Rebuilds on the fly aren't easy; I'd rather just blow the bleeping thing up, but I know that won't happen. Getitng the extra 1st this year is a good start; hopefully Andersson and Chytl pan out; wait and see. Would like to add a couple more first rounders in the next year or two. With the next 2 NHL Drafts supposedly being very good, that won't be easy. Catch a team in a go for it or bust situation, i.e. desperate to make the playoffs/make a long Cup run. Still move Nash at the deadline if team doesn't look like its long for a playoff run. Losing Klein as an asset stings a little.
Yeah I agree in principle for sure, but I don't think you can blow it apart right now, we just aren't there yet. How would that work?
But a few things, the maturity period from when you get a kid to when he starts to pay off is much shorter right now than it ever has been before. Marner drafted in 15' and Nylander drafted in 14' was very important for TML last season, starting 1 and 2 years respectively after getting drafted, just for example. Zaitsev came right out of Russia for them last season.
The systematic changes are rarely talked about in the game, but just the last couple of years there has been a very big change to how the game is played in the NHL. Teams that really overload of the rush has just benefited a lot more from it than what they give up in terms of counter attacks against and lost possession. I watched NHL games from early 90's until say 2015 or 2016 and saw maybe say both Ds join the rush about 20-25 times. Once per year? Last season we easily saw it 100 times from our team alone. To different degrees, many other teams are doing the same.
Quenneville commented on it last season:
"Our possession zone time has been way more effective and more dangerous with chances made off the rush. We've been trying to find that part of our game, whether it's the defensemen incorporating into the rush, jumping off points."
In short, its real simple. The forwards do just not dump the puck into the corners, put pressure on it, slow the other team down, nail them in their own end and send rubber on the net like LAK, Boston, Anaheim and the likes did for so long with great success. Instead they challenge the Ds, skate into them trying to beat them one on one. A D, sometimes even two, joins the rush, when the D engages the forward he has plenty of relief options to move the puck to. The defensemen that basically has to step up and hit someone is taken out of the play along with the forward, but with a total of 4 or even 5 players attacking, you so often lose someone and you get those great scoring chances. You get a higher shooting percentage.
Whenever there is a fundamental change to the game like this -- younger players benefit from it. They are creating their game as we speak, and its of course created to fit what works today, not yesterday. We saw the same things in the early 90's when Euros came into the league, in the later 90's when the trap emerged, after the 05' lockout when the redline offside was removed, and now again with teams completely throwing out rules like "never stick handle on the offensive blueline" and "both Ds cannot join the rush" thing, not to mention "always having three man back" stuff.
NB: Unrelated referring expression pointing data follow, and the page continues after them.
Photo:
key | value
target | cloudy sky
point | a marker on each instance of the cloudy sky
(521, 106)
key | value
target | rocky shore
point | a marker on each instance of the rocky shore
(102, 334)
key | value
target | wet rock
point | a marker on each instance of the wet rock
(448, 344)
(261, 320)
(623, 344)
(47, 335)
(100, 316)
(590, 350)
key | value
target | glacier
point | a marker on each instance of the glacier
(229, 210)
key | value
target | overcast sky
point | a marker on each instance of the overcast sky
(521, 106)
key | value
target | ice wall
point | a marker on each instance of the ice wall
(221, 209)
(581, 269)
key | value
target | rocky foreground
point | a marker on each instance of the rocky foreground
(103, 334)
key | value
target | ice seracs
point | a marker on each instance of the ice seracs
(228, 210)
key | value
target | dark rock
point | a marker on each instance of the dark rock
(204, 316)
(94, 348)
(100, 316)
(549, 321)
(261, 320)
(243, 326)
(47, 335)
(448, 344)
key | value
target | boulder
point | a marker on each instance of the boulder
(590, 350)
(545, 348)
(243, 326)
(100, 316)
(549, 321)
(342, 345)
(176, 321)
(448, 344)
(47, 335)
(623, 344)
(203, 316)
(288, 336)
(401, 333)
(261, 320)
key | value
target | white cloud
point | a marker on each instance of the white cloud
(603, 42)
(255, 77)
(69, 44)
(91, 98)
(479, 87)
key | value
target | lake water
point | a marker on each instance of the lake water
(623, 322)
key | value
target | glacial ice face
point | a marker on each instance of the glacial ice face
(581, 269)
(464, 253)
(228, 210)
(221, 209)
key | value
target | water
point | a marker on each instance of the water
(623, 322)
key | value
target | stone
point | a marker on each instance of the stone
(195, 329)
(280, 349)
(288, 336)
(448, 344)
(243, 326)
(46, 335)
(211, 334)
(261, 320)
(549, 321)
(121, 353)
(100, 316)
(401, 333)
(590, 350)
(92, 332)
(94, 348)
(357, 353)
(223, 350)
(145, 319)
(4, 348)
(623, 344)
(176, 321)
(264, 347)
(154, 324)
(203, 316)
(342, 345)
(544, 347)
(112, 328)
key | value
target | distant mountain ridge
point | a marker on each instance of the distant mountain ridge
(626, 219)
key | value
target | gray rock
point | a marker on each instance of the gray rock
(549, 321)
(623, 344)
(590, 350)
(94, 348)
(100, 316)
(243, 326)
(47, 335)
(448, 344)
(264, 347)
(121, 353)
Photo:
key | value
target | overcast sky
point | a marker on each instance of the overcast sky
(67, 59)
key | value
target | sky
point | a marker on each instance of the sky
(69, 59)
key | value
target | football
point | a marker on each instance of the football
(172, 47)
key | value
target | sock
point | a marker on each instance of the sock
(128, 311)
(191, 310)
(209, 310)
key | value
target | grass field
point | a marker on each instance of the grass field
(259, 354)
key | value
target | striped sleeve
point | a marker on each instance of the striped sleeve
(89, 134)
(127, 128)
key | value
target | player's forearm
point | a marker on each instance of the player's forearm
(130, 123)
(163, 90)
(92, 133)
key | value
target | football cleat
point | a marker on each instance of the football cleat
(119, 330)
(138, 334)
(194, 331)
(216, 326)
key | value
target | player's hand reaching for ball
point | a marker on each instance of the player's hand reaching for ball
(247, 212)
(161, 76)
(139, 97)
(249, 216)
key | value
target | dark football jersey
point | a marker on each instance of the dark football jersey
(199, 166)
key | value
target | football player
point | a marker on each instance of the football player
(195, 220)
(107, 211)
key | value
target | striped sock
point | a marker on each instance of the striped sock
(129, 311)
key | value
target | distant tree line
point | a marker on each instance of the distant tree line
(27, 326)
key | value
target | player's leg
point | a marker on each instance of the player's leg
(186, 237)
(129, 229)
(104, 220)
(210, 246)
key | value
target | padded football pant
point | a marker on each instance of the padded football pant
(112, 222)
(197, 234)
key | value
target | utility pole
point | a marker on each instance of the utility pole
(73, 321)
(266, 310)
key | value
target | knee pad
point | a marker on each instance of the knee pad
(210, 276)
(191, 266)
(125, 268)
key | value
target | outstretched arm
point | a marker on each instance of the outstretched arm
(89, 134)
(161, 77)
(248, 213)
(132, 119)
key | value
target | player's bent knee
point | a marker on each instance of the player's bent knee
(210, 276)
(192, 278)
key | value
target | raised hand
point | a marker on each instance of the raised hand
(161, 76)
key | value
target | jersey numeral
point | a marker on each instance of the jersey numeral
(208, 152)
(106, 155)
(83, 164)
So when you get younger players into the roster today, you get forwards for whom it is perfectly natural to skate up to the blueline and then try to deke the D, and when the Ds engage and if they can't beat them, these guys are great at quickly just moving the puck to a supporting teammate with speed. In these situation, even a skilled vet like Zucc for example will chip it past the D and go into the corner more often, that is what he has been thought. You get Ds who are really good at joining the rush with speed, quickly moving the puck up to the forwards and so forth.
I firmly think we ran into a wall with the former group we had. Changes just needed to be made. There were no quick-fix option. No way we just could have added like Shatty and be right back at it getting out of the East and winning a final with the exact same crew up front, they were just not dangerous enough offensively led by Stepan. So doing nothing wasn't an option. Is it an option to take a step back to take two forward? The odds for succeeding is of course never high in this league with any option, but it doesn't have to be 5-10 years between taking a step back and taking two forward in the game today. We shouldn't overrate how fast Lias Andersson and Chytl and DeAngelo and co can come in and make an impact, but I would definitely not rule out that it could happen in during the timeframe 2018-2020.
In this perspective I don't think the proper question is, will it be enough? Because there is never any option where you can say that it will be enough, that you will win a cup. But it could be, and in a 31 team cap league that is what you have to satisfy for.